Em seu voto, o desembargador acolheu as teses da defesa no sentido de afirmar que o golpe sofrido pelo autor não teve como causa qualquer conduta do Mercado Livre, porque a empresa não participou, de nenhuma maneira, da negociação.
"Cabe ao consumidor e às pessoas, no geral, igualmente adotarem posturas zelosas, a fim de evitar a ocorrência de danos, conforme preceitua a teoria 'duty to mitigate the loss' (dever de mitigar o próprio prejuízo)", disse ao destacar que a responsabilidade objetiva no caso não é integral e irrestrita do fornecedor.

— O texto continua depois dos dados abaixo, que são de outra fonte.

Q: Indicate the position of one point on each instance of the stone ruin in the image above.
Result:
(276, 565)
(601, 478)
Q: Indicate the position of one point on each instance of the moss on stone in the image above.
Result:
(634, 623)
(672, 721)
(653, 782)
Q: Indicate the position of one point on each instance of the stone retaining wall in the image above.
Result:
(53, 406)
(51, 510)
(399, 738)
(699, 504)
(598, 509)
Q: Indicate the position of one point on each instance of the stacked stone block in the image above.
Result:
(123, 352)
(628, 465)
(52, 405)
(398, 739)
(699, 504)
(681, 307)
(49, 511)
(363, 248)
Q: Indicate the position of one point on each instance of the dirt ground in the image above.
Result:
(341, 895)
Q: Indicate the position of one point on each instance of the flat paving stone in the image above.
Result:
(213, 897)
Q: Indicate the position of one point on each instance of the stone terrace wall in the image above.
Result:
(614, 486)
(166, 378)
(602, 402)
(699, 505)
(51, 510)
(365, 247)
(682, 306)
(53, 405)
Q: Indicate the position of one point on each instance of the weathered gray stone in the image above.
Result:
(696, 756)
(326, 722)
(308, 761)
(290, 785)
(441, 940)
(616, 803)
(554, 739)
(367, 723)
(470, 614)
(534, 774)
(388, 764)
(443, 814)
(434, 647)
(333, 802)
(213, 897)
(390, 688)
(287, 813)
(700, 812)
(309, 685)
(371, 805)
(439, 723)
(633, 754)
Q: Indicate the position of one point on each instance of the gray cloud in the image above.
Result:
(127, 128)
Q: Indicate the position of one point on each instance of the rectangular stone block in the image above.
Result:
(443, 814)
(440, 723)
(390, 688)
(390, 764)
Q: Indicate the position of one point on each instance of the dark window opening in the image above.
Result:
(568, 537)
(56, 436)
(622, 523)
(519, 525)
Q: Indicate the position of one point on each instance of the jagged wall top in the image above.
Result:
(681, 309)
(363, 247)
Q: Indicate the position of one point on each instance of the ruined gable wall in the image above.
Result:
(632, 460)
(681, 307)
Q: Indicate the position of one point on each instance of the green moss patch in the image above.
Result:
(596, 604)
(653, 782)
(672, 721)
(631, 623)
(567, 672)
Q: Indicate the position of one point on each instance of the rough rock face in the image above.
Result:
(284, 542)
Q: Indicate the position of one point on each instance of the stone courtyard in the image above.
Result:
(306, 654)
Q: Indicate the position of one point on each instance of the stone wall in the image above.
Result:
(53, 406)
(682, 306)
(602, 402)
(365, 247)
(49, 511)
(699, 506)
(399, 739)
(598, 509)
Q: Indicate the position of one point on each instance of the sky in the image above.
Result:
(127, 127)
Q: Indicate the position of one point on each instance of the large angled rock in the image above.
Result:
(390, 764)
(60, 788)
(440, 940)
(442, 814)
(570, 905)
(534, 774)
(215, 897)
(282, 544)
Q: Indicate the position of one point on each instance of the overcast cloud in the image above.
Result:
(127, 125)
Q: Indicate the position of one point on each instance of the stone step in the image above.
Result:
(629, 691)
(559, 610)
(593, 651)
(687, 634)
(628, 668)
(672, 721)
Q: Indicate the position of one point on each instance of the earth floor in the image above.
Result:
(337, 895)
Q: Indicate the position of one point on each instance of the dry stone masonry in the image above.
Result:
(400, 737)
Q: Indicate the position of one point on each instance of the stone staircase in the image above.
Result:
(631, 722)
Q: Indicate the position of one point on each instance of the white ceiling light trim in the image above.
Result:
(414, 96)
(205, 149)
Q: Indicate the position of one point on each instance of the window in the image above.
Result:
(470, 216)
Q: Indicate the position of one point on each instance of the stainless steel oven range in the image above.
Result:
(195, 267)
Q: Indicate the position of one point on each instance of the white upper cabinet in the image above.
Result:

"Embora a responsabilidade dos fornecedores seja objetiva, em face da teoria do risco e da responsabilidade objetiva inerentes às atividades lucrativas, é possível que o dever de indenizar seja afastado acaso demonstrada a ocorrência de alguma excludente de ilicitude, a saber: culpa exclusiva da vítima, caso fortuito e força maior", afirmou. "A doutrina e jurisprudência, no entanto, ressalvam que o caso fortuito capaz de excluir eventual obrigação pelo dano causado seria aquele qualificado como 'externo'", apontou enquadrando a possibilidade ao caso.